The author would do well to look up SGML; Markdown is fundamentally about sugaring the syntax for tag-oriented markup and is defined as a superset of HTML, so mistaking it for something like TeX or Word really demonstrates a failure to engage with Markdown per se. I suppose that the author can be forgiven somewhat, considering that they are talking to writers, but it's yet another example of how writers really only do research up to the point where they can emit a plausible article and get paid.
It’s worth noting that Microsoft bought PowerPoint, GitHub, LinkedIn, and many other things—but it did in fact create Word and Excel. Microsoft is, in essence, a sales company. It’s not too great at designing software.
So close to a real insight! The correct lesson is that Microsoft, like Blizzard, is skilled at imitating what's popular in the market; like magpies, they don't need to have a culture of software design as long as they have a culture of software sales. In particular, Microsoft didn't create Word or Excel, but ripped off WordPerfect and Lotus 1-2-3.
You need SRE concepts. First, if you break it then you fix it; in a system where anybody can make a change, it's the changer's responsibility to meet service objectives.

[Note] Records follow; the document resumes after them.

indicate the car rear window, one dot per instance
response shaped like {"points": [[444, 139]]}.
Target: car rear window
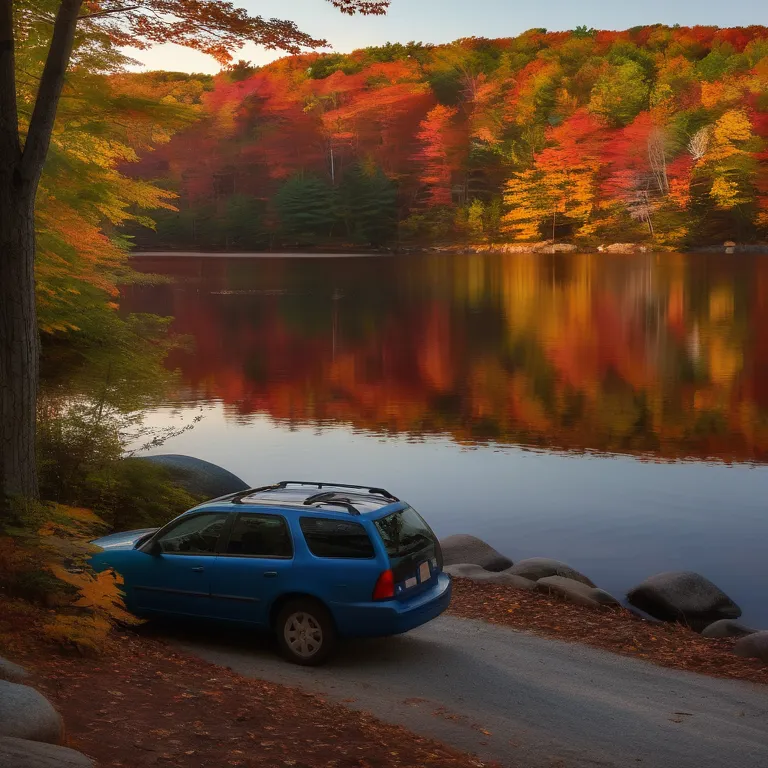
{"points": [[256, 535], [407, 538], [336, 538]]}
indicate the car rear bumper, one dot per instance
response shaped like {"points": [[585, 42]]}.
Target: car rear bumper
{"points": [[392, 617]]}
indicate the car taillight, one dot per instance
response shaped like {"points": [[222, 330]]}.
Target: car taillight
{"points": [[385, 586]]}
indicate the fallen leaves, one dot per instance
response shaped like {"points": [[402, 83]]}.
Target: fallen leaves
{"points": [[144, 705]]}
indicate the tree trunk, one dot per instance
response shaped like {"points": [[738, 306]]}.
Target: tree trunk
{"points": [[20, 347]]}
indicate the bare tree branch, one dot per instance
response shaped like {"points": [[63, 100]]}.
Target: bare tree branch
{"points": [[10, 147], [108, 12], [51, 84]]}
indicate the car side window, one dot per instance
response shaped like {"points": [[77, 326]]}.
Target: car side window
{"points": [[194, 535], [336, 538], [260, 536]]}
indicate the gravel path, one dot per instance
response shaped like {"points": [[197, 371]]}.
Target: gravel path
{"points": [[527, 700]]}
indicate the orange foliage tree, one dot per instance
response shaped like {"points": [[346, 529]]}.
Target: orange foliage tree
{"points": [[75, 28]]}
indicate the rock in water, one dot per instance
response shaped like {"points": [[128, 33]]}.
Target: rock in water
{"points": [[462, 549], [536, 568], [476, 573], [727, 628], [753, 646], [198, 477], [576, 591], [20, 753], [11, 672], [27, 714], [683, 596]]}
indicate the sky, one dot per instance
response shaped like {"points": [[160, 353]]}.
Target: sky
{"points": [[441, 21]]}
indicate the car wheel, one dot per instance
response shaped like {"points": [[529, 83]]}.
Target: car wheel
{"points": [[305, 632]]}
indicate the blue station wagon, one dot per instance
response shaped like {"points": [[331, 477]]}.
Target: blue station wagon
{"points": [[311, 561]]}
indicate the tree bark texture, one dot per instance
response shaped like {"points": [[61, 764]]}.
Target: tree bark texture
{"points": [[19, 345], [20, 172]]}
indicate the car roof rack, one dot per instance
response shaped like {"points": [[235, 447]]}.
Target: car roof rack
{"points": [[329, 497], [325, 496]]}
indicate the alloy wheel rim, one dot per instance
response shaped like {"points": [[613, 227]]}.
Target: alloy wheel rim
{"points": [[303, 634]]}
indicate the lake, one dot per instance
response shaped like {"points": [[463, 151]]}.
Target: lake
{"points": [[608, 411]]}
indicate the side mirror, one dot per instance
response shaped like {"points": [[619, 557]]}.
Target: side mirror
{"points": [[155, 548]]}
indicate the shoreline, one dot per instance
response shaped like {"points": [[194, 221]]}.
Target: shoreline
{"points": [[616, 630], [502, 248]]}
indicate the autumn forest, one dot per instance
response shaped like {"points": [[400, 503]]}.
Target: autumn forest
{"points": [[654, 135]]}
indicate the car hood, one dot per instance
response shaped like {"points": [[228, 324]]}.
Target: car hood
{"points": [[125, 540]]}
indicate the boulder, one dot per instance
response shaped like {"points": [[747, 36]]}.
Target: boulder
{"points": [[11, 672], [754, 646], [683, 596], [476, 573], [20, 753], [198, 477], [576, 591], [464, 549], [27, 714], [536, 568], [727, 628]]}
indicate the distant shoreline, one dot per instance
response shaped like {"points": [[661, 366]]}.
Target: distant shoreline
{"points": [[756, 249]]}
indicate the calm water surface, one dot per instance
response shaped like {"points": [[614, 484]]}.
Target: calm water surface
{"points": [[611, 412]]}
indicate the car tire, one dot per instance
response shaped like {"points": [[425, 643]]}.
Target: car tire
{"points": [[305, 632]]}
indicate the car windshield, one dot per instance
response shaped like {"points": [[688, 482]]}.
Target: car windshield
{"points": [[405, 534]]}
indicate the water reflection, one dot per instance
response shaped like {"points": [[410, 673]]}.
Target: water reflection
{"points": [[663, 355]]}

Second, if your boss doesn't find that acceptable then they need to appoint a service owner and ensure that only the owner can make changes; if the owner breaks it then the owner fixes it. Third, no more than half of your time should ever be spent fixing things; if something is constantly broken then call a Code Yellow or Code Red, tell your service users that you cannot meet your service levels, and stop working on new features until the service is stable again.
Under no circumstances, ever, should anybody stay late. There should only be normal business hours, which are best-effort, and an on-call rotation which is planned two months in advance. Also, everybody on call should be paid hourly minimum wage on top of salary for their time.